Critical Care Topic of the Month

For sepsis we currently treat hypotension with pressors and fluid simultaneously. We don't "fill the tank" we press early. And we use levophed first. Vasopressin is our last intervention.

Yeah, like I said you can do things simultaneously but the point was ignoring a previous step altogether or addressing it prematurely is to the detriment of the physiology. It's a big reason why Levophed earned the nick name "Leave 'em dead". It was used to maintain perfusion pressure instead of volume. The consequence of that was irreversible renal damage.

And the reality is that when we start a pressor, we intitially do increase the pre-load with a significant recruitment of volume from different vascular beds. From a pre hospital perspective that might be enough, but volume is critical to maintain end organ perfusion with pressor use.

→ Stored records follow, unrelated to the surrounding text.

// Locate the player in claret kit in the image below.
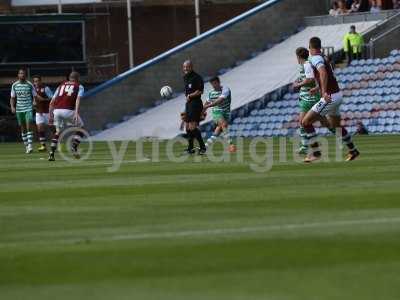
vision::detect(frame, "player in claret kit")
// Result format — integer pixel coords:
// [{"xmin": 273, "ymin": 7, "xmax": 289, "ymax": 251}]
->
[
  {"xmin": 302, "ymin": 37, "xmax": 360, "ymax": 162},
  {"xmin": 48, "ymin": 71, "xmax": 85, "ymax": 161},
  {"xmin": 32, "ymin": 75, "xmax": 53, "ymax": 152}
]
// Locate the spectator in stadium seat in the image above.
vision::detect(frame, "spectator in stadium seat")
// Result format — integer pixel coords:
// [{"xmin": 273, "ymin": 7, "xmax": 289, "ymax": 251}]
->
[
  {"xmin": 343, "ymin": 25, "xmax": 364, "ymax": 65},
  {"xmin": 381, "ymin": 0, "xmax": 393, "ymax": 9},
  {"xmin": 338, "ymin": 0, "xmax": 351, "ymax": 14},
  {"xmin": 351, "ymin": 0, "xmax": 361, "ymax": 11},
  {"xmin": 358, "ymin": 0, "xmax": 371, "ymax": 11},
  {"xmin": 329, "ymin": 1, "xmax": 340, "ymax": 16},
  {"xmin": 370, "ymin": 0, "xmax": 382, "ymax": 12},
  {"xmin": 394, "ymin": 0, "xmax": 400, "ymax": 9},
  {"xmin": 346, "ymin": 0, "xmax": 354, "ymax": 9}
]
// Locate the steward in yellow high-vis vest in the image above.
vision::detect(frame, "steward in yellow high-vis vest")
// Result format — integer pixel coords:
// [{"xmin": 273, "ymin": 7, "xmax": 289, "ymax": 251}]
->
[{"xmin": 343, "ymin": 25, "xmax": 364, "ymax": 64}]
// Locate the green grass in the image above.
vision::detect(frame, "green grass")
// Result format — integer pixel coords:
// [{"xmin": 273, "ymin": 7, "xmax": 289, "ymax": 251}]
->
[{"xmin": 0, "ymin": 135, "xmax": 400, "ymax": 300}]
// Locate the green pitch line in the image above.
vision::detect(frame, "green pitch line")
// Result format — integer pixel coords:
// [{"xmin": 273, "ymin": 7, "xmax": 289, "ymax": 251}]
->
[{"xmin": 0, "ymin": 135, "xmax": 399, "ymax": 300}]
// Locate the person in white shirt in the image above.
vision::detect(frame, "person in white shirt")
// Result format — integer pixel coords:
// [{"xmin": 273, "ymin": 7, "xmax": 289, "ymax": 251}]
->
[
  {"xmin": 370, "ymin": 0, "xmax": 382, "ymax": 12},
  {"xmin": 351, "ymin": 0, "xmax": 361, "ymax": 12},
  {"xmin": 329, "ymin": 1, "xmax": 340, "ymax": 16}
]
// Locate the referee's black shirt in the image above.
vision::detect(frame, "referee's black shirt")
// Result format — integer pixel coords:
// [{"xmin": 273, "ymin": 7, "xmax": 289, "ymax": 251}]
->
[{"xmin": 184, "ymin": 71, "xmax": 204, "ymax": 100}]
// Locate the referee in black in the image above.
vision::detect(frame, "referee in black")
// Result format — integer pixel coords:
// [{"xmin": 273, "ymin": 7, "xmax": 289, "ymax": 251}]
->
[{"xmin": 183, "ymin": 60, "xmax": 206, "ymax": 154}]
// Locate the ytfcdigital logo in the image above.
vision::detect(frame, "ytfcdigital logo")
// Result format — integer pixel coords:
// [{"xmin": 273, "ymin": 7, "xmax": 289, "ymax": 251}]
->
[{"xmin": 57, "ymin": 127, "xmax": 346, "ymax": 173}]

The trick is determining just how much volume.
 
Vasopressin is the most powerful peripheral vasoconstrictor. It is last line for us because it increases afterload. Trauma is typically going to be your only subset of otherwise healthy patients.

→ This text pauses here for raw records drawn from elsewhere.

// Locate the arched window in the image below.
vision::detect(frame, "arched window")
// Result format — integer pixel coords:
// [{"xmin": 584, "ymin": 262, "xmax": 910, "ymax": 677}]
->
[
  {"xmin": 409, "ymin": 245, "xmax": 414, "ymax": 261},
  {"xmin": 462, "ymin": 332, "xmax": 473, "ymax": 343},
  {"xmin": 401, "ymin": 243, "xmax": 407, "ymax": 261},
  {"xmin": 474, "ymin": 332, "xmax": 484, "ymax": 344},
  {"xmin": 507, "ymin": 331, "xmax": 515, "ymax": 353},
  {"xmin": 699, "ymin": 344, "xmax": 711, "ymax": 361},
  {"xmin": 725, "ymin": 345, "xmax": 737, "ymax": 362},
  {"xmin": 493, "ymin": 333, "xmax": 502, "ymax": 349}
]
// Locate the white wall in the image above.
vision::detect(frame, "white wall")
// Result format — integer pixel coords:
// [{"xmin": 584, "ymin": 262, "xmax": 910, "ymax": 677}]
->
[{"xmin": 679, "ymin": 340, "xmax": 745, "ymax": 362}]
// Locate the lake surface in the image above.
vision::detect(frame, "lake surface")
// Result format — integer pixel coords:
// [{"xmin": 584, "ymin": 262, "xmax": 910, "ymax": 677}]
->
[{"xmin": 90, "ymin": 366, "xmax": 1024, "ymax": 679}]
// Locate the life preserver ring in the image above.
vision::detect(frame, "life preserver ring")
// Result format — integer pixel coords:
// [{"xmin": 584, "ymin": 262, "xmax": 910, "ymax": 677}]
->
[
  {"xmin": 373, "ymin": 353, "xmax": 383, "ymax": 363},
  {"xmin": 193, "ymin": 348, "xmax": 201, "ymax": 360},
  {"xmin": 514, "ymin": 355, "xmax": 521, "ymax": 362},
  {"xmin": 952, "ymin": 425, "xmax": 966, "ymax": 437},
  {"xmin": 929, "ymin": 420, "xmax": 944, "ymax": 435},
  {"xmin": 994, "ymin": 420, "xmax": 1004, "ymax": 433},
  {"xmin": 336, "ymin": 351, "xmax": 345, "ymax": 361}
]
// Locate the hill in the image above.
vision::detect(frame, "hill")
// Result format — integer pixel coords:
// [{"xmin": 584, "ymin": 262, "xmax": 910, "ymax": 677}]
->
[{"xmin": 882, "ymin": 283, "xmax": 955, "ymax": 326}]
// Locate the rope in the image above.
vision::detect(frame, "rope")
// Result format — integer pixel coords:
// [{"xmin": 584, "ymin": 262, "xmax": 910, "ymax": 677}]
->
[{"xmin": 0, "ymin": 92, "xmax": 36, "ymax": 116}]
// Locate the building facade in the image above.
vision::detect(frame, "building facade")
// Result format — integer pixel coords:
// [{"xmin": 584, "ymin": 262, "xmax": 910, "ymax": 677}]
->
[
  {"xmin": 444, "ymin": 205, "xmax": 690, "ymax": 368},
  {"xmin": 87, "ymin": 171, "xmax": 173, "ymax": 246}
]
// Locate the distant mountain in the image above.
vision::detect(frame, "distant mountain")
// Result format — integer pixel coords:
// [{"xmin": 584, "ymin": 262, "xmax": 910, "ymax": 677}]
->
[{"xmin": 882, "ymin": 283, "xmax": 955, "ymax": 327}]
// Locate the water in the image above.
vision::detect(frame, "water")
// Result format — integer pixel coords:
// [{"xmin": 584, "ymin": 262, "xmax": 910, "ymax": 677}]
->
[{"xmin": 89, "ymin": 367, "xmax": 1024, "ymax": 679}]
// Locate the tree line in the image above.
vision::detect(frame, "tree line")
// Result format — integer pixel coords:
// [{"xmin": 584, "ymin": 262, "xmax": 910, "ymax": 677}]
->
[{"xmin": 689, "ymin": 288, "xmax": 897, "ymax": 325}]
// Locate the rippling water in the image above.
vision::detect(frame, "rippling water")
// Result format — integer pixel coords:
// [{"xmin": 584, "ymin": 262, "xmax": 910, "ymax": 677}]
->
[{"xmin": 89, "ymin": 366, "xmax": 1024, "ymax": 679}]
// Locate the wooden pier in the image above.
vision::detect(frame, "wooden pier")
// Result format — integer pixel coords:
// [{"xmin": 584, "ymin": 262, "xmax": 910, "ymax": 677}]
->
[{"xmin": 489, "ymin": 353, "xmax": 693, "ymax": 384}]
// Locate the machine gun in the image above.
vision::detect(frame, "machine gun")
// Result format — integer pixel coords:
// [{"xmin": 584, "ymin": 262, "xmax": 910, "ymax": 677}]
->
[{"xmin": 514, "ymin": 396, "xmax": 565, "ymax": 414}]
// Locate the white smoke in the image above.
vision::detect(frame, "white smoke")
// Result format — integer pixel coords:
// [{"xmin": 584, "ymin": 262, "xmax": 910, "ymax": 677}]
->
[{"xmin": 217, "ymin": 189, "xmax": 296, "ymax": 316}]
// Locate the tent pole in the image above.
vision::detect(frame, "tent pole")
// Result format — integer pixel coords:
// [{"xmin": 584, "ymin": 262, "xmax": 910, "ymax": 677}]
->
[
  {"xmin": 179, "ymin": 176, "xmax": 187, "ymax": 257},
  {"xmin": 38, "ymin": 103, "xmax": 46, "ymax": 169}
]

Why would vasopressin be better for trauma than any other pressor?

And why would you use a vasopressor in a hemorrhagic patient anyway?
 
Vasopressin is the most powerful peripheral vasoconstrictor. It is last line for us because it increases afterload. Trauma is typically going to be your only subset of otherwise healthy patients.
I'm quite familiar with vasopressin, but I'd like to know why it would be appropriate to use in s bleeding patient.
 
I don't disagree with some if what you said. Repeating the levophed euphemism; however is ridiculous and it reveals a stunning misunderstanding of how the drug should be used. Note I stated fluid and press simultaneously.

Making the tank smaller IS treating tachycardia. Your hypothetical patient said nothing about tachycardia. It said hypotensive. And I gave a very specific example. I didnt say we treat all hypotension. With pressors and fluid simultaneously.

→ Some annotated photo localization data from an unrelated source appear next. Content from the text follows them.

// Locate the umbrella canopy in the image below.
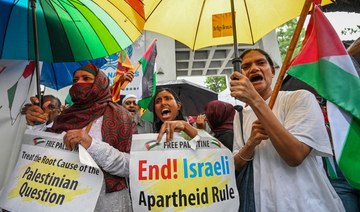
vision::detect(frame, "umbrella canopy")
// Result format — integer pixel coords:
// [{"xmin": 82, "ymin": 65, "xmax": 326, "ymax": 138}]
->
[
  {"xmin": 40, "ymin": 55, "xmax": 109, "ymax": 90},
  {"xmin": 144, "ymin": 0, "xmax": 332, "ymax": 50},
  {"xmin": 1, "ymin": 0, "xmax": 145, "ymax": 103},
  {"xmin": 0, "ymin": 0, "xmax": 144, "ymax": 62},
  {"xmin": 155, "ymin": 79, "xmax": 218, "ymax": 116}
]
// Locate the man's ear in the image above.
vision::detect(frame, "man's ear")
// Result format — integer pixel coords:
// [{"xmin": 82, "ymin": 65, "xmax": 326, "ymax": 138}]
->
[{"xmin": 271, "ymin": 66, "xmax": 275, "ymax": 76}]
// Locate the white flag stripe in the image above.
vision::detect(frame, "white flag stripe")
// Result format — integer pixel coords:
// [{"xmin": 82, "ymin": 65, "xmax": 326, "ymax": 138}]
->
[
  {"xmin": 327, "ymin": 101, "xmax": 351, "ymax": 158},
  {"xmin": 327, "ymin": 55, "xmax": 359, "ymax": 77}
]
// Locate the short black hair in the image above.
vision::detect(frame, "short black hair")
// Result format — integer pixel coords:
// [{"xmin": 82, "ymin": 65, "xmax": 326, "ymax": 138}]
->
[
  {"xmin": 240, "ymin": 48, "xmax": 274, "ymax": 67},
  {"xmin": 43, "ymin": 95, "xmax": 62, "ymax": 109}
]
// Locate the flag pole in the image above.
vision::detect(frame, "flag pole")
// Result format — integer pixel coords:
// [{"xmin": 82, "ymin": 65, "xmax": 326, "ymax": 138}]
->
[
  {"xmin": 120, "ymin": 38, "xmax": 158, "ymax": 90},
  {"xmin": 268, "ymin": 0, "xmax": 313, "ymax": 109},
  {"xmin": 30, "ymin": 0, "xmax": 42, "ymax": 105}
]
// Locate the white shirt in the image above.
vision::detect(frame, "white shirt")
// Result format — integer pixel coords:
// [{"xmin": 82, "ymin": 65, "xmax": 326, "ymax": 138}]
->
[{"xmin": 233, "ymin": 90, "xmax": 344, "ymax": 212}]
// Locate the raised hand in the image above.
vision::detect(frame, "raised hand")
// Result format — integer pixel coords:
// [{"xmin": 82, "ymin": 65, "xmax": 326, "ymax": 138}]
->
[
  {"xmin": 25, "ymin": 96, "xmax": 50, "ymax": 125},
  {"xmin": 124, "ymin": 71, "xmax": 135, "ymax": 82},
  {"xmin": 195, "ymin": 114, "xmax": 206, "ymax": 129},
  {"xmin": 248, "ymin": 120, "xmax": 268, "ymax": 147},
  {"xmin": 229, "ymin": 71, "xmax": 260, "ymax": 105}
]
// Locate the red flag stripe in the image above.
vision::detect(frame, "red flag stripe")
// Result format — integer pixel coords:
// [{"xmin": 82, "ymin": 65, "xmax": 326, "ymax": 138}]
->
[{"xmin": 290, "ymin": 6, "xmax": 347, "ymax": 67}]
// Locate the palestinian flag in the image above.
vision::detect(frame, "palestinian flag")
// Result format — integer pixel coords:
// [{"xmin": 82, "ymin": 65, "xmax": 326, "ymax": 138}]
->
[
  {"xmin": 33, "ymin": 137, "xmax": 47, "ymax": 145},
  {"xmin": 137, "ymin": 40, "xmax": 157, "ymax": 109},
  {"xmin": 144, "ymin": 140, "xmax": 159, "ymax": 151},
  {"xmin": 287, "ymin": 5, "xmax": 360, "ymax": 188},
  {"xmin": 7, "ymin": 61, "xmax": 35, "ymax": 125},
  {"xmin": 211, "ymin": 139, "xmax": 222, "ymax": 148}
]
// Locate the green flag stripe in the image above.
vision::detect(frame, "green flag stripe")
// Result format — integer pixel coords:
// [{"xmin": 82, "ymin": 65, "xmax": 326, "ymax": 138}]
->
[
  {"xmin": 137, "ymin": 57, "xmax": 149, "ymax": 109},
  {"xmin": 7, "ymin": 82, "xmax": 17, "ymax": 110},
  {"xmin": 141, "ymin": 109, "xmax": 154, "ymax": 122},
  {"xmin": 137, "ymin": 72, "xmax": 156, "ymax": 109},
  {"xmin": 139, "ymin": 58, "xmax": 148, "ymax": 73},
  {"xmin": 288, "ymin": 59, "xmax": 360, "ymax": 119},
  {"xmin": 324, "ymin": 157, "xmax": 338, "ymax": 179},
  {"xmin": 338, "ymin": 117, "xmax": 360, "ymax": 188}
]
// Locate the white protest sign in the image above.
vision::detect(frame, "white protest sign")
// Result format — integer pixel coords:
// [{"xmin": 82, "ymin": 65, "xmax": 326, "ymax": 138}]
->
[
  {"xmin": 0, "ymin": 130, "xmax": 103, "ymax": 212},
  {"xmin": 130, "ymin": 132, "xmax": 239, "ymax": 211}
]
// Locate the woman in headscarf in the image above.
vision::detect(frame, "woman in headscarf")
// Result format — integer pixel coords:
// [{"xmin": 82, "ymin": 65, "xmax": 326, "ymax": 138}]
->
[
  {"xmin": 197, "ymin": 100, "xmax": 235, "ymax": 151},
  {"xmin": 26, "ymin": 64, "xmax": 135, "ymax": 211}
]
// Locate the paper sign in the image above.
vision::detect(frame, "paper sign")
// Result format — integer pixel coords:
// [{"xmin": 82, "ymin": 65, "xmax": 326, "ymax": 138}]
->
[
  {"xmin": 212, "ymin": 12, "xmax": 234, "ymax": 38},
  {"xmin": 130, "ymin": 132, "xmax": 239, "ymax": 211},
  {"xmin": 0, "ymin": 130, "xmax": 103, "ymax": 212}
]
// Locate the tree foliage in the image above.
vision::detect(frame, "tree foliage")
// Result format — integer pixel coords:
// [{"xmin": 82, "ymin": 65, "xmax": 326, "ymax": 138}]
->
[
  {"xmin": 276, "ymin": 18, "xmax": 305, "ymax": 60},
  {"xmin": 277, "ymin": 17, "xmax": 359, "ymax": 60},
  {"xmin": 341, "ymin": 25, "xmax": 360, "ymax": 35},
  {"xmin": 204, "ymin": 76, "xmax": 226, "ymax": 93}
]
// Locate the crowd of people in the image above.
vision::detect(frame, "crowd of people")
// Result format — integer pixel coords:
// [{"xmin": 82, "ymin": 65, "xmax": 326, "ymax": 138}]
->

Yeah, like I said you can do things simultaneously but the point was ignoring a previous step altogether or addressing it prematurely is to the detriment of the physiology. It's a big reason why Levophed earned the nick name "Leave 'em dead". It was used to maintain perfusion pressure instead of volume. The consequence of that was irreversible renal damage.

And the reality is that when we start a pressor, we intitially do increase the pre-load with a significant recruitment of volume from different vascular beds. From a pre hospital perspective that might be enough, but volume is critical to maintain end organ perfusion with pressor use.

The trick is determining just how much volume.
 
I'm quite familiar with vasopressin, but I'd like to know why it would be appropriate to use in s bleeding patient.


Peripheral vasoconstriction.
 
I don't disagree with some if what you said. Repeating the levophed euphemism; however is ridiculous and it reveals a stunning misunderstanding of how the drug should be used. Note I stated fluid and press simultaneously.

Making the tank smaller IS treating tachycardia. Your hypothetical patient said nothing about tachycardia. It said hypotensive. And I gave a very specific example. I didnt say we treat all hypotension. With pressors and fluid simultaneously.

Weird...getting a confrontational vibe here...just one medical pro to another talking about treating hypotension in a septic patient. Not casting judgment on your system's directives on treating these patients...just adding my 0.02 and knowledge of the physiology. Adding to the conversation for the purposes of enriching it, not criticizing.

As far as the moniker "leave 'em dead" (not really a euphemism) that was a little history lesson for anyone that wasn't aware of it. Sounds like you're not. So I'll just say that treatment for sepsis 15 or 20 years ago involved fluid restriction, not resuscitation. But patients still had hypotension from the sepsis so the treatment was...Levophed. Which was pretty effective right up to the point where patients died.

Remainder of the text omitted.